One notable figure was CASK which increased over 5% at British Airways, however still more slowly than revenue grew.
In fact, that was the story of much of the deck – CASK and costs in general increasing across the group.
Lets take this slide, which ostensibly shows a 10% reduction in costs across the group since 2010. However the key message that I take away is that for the past three years, costs have broadly grown across the business. During the question and answer section they said that they expected “negative growth in costs into FY18”.
What’s also interesting is the current British Airways investment plan, known as Plan4, is being described here as a cost reduction initiative. That does seem to jar with how Alex Cruz, the CEO of British Airways has described Plan4 in the past as that’s the vehicle they’re using to introduce the new Club World product.

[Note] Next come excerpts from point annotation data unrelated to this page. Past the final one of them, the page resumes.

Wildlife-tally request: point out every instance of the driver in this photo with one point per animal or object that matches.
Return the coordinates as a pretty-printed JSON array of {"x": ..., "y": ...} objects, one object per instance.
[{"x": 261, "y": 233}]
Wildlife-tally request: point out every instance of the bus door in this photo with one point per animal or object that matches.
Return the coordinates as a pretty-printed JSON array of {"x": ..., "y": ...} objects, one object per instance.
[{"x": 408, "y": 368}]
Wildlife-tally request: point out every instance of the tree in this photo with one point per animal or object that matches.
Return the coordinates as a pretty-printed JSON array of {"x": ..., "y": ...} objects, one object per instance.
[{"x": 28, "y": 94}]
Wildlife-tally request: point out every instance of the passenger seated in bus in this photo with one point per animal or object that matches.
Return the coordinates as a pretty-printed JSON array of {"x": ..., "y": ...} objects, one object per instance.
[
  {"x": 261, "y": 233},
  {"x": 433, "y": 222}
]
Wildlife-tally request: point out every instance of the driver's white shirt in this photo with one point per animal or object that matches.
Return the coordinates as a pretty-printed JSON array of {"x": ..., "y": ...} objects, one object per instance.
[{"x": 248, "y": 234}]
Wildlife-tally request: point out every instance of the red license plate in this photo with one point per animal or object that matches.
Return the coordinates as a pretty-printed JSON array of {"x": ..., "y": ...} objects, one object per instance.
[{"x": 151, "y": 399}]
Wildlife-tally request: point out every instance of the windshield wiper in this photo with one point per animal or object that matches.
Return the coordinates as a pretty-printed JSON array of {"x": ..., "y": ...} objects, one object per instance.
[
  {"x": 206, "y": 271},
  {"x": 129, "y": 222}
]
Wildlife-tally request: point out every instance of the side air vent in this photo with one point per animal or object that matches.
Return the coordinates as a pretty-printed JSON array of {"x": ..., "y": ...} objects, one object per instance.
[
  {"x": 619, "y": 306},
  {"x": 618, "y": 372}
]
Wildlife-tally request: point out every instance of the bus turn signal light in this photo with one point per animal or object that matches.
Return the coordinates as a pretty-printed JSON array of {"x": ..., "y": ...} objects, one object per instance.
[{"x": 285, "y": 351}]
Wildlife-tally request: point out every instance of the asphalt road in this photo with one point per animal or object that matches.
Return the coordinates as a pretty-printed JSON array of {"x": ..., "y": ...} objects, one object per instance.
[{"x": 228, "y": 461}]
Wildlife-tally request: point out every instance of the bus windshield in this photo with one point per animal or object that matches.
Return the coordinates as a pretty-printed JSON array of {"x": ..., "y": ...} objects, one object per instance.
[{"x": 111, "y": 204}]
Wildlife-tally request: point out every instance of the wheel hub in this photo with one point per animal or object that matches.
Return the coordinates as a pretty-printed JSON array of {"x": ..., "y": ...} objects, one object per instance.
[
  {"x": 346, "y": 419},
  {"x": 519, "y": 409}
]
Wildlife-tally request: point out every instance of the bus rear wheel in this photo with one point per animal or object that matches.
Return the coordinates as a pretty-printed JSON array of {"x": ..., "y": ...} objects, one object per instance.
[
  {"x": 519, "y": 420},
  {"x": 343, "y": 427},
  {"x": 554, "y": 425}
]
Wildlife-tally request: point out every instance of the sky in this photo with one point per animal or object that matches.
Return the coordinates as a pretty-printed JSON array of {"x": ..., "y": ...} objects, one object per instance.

The other major area that I picked out of the deck was LEVEL. IAG are betting big on this airline and expect it to have over 15 aircraft by 2022. There were a number of slides on the market reaction to it as well as their growth plans. Whilst personally I don’t think their product appeals to me, I can see why it does appeal given the value proposition it provides and clearly is a direct compete against the like of Norwegian.
Brexit was mentioned with the emphasis that IAG remains a Spanish company and there are no plans to change their corporate structure. I’m not quite sure how that will work out if there’s a hard Brexit leaving the UK’s largest airline owned by a European entity, however I have no doubt there are many, many expensive lawyers on the case!
The questions and answers section form industry analysts was also interesting.
- Expected costs to continue to rise in FY18
- LEVEL has exceeded their expectations. They’re in discussions with Boeing about potentially getting 787s.
- NPS (Net Promoter Score) at British Airways has been “evolving positively”
- Investing in their direct distribution models which they expect to break even in 2018, but will still be dealing with the GDSs
- Monarch slots have only been used for short-haul flights due to difficulties in sourcing long-haul aircraft for Gatwick.
I find this very interesting as they can clearly get new long-haul aircraft quickly for LEVEL, so why not Gatwick?
- LEVEL is part of the trans-atlantic joint business and there’s a very good relationship with American Airlines
- Qatar Airways aircraft won’t be leased to cover the purchase of Monarch slots. Vueling and Aer Lingus will help with the majority of back-filling, with some other leasing required.
- Avios has been performing very strongly, however there is a refresh proposal that will go to the IAG board in March to be approved.
At the time of writing, IAG shares are down about 5%.